Australia People: Languages

Australian English

Any visitor from abroad who thinks Australian (that's 'Strine') is simply a weird variant of English/American will soon have a few surprises. For a start many Australians don't even speak Australian - they speak Italian, Lebanese, Vietnamese, Turkish or Greek.

Those who do speak the native tongue are liable to lose you in a strange collection of Australian words. Some have completely different meanings in Australia than they have in English-speaking countries north of the equator; some commonly used words have been shortened almost beyond recognition. Others are derived from Aboriginal languages, or from the slang used by early convict settlers.

There is a slight regional variation in the Australian accent, while the difference between city and country speech is mainly a matter of speed. Some of the most famed Aussie words are hardly heard at all - 'mates' are more common than 'cobbers'.

If you want to pass for a native try speaking slightly nasally, shortening any word of more than two syllables and then adding a vowel to the end of it, making anything you can into a diminutive (even the Hell's Angels can become mere 'bikies') and peppering your speech with as many expletives as possible. The list that follows may give you an idea of what it is like:

arvo - afternoon
award wage - minimum pay rate
barbie - barbecue (bbq)
beaut - beauty
bikies - motorcyclists
billy - tin container used to boil tea in the bush
bloke - man
bush - country, anywhere away from the city
cocky - small-scale farmer
cow cocky - small-scale cattle farmer
dul - idiot
earbash - talk nonstop
furphy - a rumor or false story
g'day - good day, traditional Australian greeting
mate - general form of familiarity, whether you know the person or not
never-never - remote country in the outback
paddock - a fenced area of land intended for livestock
sheila - woman
smoko - tea break
station - large farm
tea - evening meal
uni - university
yahoo - noisy and unruly person
yakka - work (from an Aboriginal language)
Aboriginal Language

At the time of European contact there were around 250 separate Australian languages, comprising about 700 dialects. Often three or four adjacent tribes would speak what amounted to dialects of the same language, but another adjacent tribe might speak a completely different language.

It is believed that all the languages evolved from a single language family as the Aboriginal people gradually moved out over the entire continent and split into new groups. There are a number of words that occur right across the continent, such as jina (foot) and moZa (hand), and similarities also exist in the often complex grammatical structures.
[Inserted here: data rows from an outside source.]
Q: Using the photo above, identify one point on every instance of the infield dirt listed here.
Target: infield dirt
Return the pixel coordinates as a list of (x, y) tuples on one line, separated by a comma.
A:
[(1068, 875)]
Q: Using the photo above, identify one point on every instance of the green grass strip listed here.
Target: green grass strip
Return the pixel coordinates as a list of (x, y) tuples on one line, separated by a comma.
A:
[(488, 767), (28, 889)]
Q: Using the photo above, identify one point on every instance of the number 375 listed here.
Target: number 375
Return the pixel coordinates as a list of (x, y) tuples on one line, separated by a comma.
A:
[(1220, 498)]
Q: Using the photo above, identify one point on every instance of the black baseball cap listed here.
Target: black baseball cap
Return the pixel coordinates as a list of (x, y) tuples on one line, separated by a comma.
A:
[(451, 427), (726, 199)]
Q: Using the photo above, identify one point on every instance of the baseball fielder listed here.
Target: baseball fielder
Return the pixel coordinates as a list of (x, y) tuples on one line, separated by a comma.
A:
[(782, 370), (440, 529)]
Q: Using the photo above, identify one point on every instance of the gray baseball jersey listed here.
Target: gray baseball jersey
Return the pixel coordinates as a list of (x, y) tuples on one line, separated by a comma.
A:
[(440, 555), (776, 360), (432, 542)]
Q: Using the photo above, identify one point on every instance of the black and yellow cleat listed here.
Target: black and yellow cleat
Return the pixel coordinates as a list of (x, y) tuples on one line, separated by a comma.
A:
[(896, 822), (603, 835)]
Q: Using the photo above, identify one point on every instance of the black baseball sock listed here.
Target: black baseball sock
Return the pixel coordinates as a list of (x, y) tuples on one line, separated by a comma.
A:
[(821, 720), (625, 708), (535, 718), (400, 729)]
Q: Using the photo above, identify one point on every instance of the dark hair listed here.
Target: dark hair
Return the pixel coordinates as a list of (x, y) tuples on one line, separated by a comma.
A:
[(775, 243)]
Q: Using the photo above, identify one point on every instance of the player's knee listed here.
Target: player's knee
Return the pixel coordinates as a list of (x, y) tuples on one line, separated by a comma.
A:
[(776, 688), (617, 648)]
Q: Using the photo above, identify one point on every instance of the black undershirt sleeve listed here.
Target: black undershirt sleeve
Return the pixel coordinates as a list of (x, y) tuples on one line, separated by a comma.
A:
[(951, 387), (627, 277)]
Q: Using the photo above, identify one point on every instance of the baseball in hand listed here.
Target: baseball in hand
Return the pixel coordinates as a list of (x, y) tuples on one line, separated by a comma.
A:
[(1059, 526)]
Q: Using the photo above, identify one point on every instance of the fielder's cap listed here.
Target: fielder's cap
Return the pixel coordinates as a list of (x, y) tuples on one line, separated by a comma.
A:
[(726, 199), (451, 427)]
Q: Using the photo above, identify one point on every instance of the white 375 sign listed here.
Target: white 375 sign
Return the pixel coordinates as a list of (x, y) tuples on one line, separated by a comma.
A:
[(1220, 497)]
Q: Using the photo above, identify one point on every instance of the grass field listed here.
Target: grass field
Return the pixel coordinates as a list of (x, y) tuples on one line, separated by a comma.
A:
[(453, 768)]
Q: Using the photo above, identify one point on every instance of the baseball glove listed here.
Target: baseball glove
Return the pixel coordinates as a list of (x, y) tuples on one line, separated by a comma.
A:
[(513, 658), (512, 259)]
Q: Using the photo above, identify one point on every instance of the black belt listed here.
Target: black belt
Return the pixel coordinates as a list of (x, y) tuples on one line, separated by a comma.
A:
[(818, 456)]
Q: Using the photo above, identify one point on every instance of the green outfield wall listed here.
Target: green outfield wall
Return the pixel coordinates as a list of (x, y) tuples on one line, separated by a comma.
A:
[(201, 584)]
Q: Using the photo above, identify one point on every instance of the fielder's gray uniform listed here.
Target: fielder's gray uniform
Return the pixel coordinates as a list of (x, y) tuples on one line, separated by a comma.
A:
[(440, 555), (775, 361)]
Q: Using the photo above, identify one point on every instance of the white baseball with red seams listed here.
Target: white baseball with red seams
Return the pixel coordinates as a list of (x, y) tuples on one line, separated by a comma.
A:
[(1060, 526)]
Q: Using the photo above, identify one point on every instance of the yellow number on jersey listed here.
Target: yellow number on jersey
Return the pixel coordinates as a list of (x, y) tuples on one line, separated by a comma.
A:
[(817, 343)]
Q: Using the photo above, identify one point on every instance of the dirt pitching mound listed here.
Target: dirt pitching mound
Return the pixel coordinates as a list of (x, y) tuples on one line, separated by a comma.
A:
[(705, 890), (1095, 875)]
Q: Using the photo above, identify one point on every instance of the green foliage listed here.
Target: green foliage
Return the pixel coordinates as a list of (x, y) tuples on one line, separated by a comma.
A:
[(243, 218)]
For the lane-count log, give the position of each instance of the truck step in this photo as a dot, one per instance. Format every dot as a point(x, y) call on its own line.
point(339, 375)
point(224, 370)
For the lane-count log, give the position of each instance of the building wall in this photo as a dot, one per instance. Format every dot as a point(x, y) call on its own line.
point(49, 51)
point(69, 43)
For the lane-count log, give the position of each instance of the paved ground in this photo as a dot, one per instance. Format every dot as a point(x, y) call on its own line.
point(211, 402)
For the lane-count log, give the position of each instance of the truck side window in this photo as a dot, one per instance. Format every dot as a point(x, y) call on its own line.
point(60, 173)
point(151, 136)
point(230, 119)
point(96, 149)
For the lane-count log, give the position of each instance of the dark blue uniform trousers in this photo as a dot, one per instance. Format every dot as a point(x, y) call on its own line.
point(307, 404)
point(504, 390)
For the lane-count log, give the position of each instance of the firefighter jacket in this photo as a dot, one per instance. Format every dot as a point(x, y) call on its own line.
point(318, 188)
Following European contact the number of Aboriginal languages was drastically reduced. At least eight separate languages were spoken in Tasmania alone, but none of these was recorded before the native speakers either died or were killed. Of the original 250 or so languages, only around 30 are today spoken on a regular basis and are taught to children.

Aboriginal Kriol is a new language which has developed since European arrival in Australia. It is spoken across northern Australia and has become the 'native' language of many young Aboriginal people. It contains many English words, but the pronunciation and grammatical usage are along Aboriginal lines, the meaning is often different, and the spelling is phonetic. For example, the English sentence 'He was amazed' becomes 'I bin luk kwesjinmak' in Kriol.

There are a number of generic terms which Aborigional people use to describe themselves, and these vary according to the region. The most common of these is Koori, used for the people of south-east Australia. Nunga is used to refer to the people of coastal South Australia, Murri for those from the north-east, and Nyoongah is used in the country's north-west.